• 300 Gram Brinjals, cubed
• 350 Gram Sweet potato chunks
• 200 Gram Green beans
• 15 Millilitre Oil
• 300 Gram Lamb, cubed
• 15 Millilitre Tandoori paste
• 180 Millilitre Plain yoghurt
• 30 Millilitre Chopped fresh mint leaves
• 15 Millilitre Lime juice
• 100 Gram Assorted lettuce leaves
• 1 Cucumber, finely sliced
• 4 Wholewheat pita breads
1 Place brinjals, sweet potato chunks and green beans into a roasting dish and drizzle with 15 ml oil.
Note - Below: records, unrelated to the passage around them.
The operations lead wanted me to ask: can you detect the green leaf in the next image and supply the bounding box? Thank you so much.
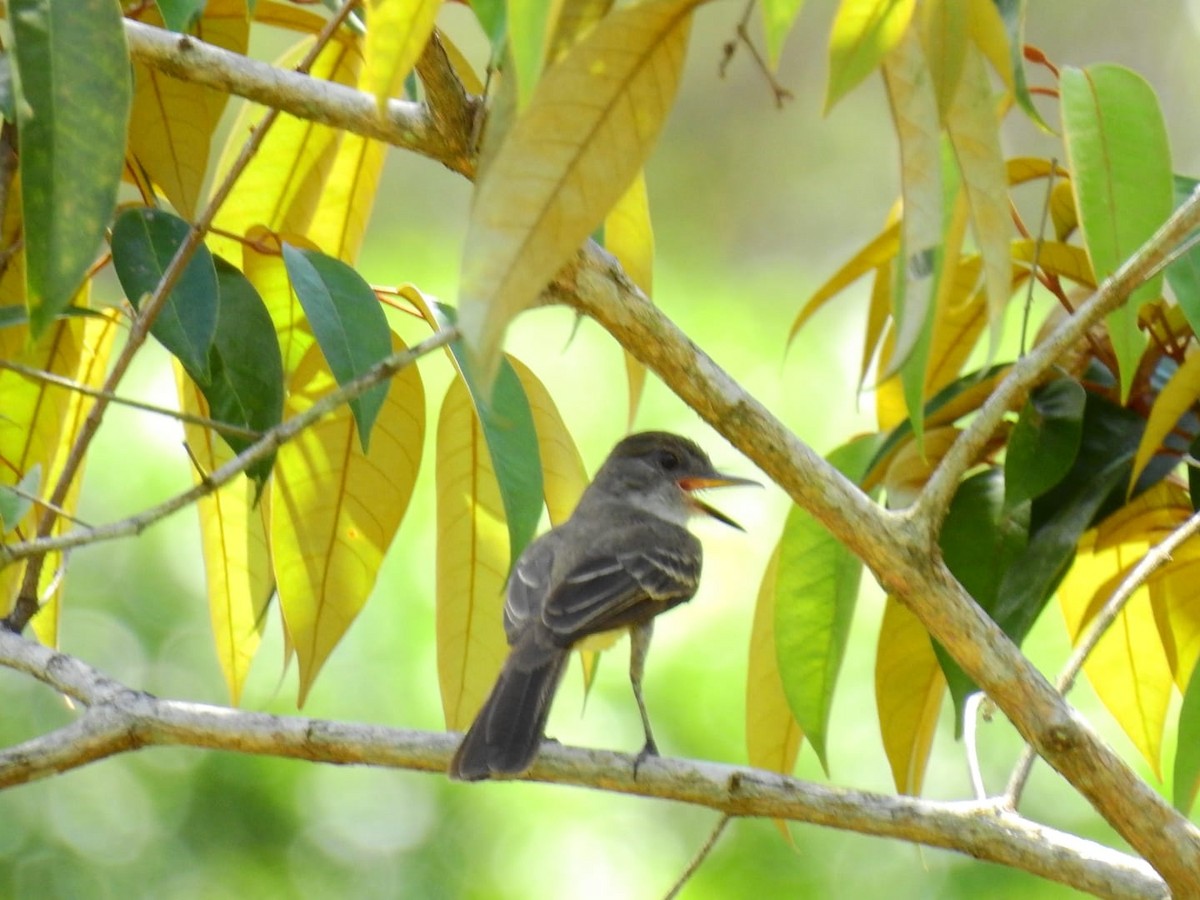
[935,469,1030,736]
[155,0,208,31]
[1061,65,1174,398]
[1171,666,1200,816]
[430,304,542,563]
[8,0,131,337]
[0,463,42,534]
[762,0,804,68]
[824,0,917,113]
[1004,378,1087,509]
[775,436,878,774]
[199,257,283,491]
[283,244,391,451]
[991,392,1142,644]
[113,206,218,383]
[1166,175,1200,335]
2 Roast for 30-40 min until soft and tender.
3 Combine lamb, tandoori paste, and 60 ml yogurt in a bowl and refrigerate for 10 min.
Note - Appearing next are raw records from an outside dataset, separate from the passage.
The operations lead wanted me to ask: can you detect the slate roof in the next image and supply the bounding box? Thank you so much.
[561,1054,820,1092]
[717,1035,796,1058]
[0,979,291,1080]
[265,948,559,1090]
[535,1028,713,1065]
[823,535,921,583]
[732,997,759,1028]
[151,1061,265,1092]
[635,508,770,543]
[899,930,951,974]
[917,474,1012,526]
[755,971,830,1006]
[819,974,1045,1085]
4 Heat a non-stick frying pan, add lamb cubes and brown.
5 Add Knorr Fresh Ideas Country Hot Pot sachet contents and 300 ml cold water and cook for 25 min until thick and saucy.
6 Remove from the heat.
7 Blend the remaining yoghurt, mint and lime juice.
8 Place lettuce leaves and cucumber into the pita pockets and fill with lamb cubes.
9 Drizzle with fresh yoghurt dressing and serve with roasted vegetables.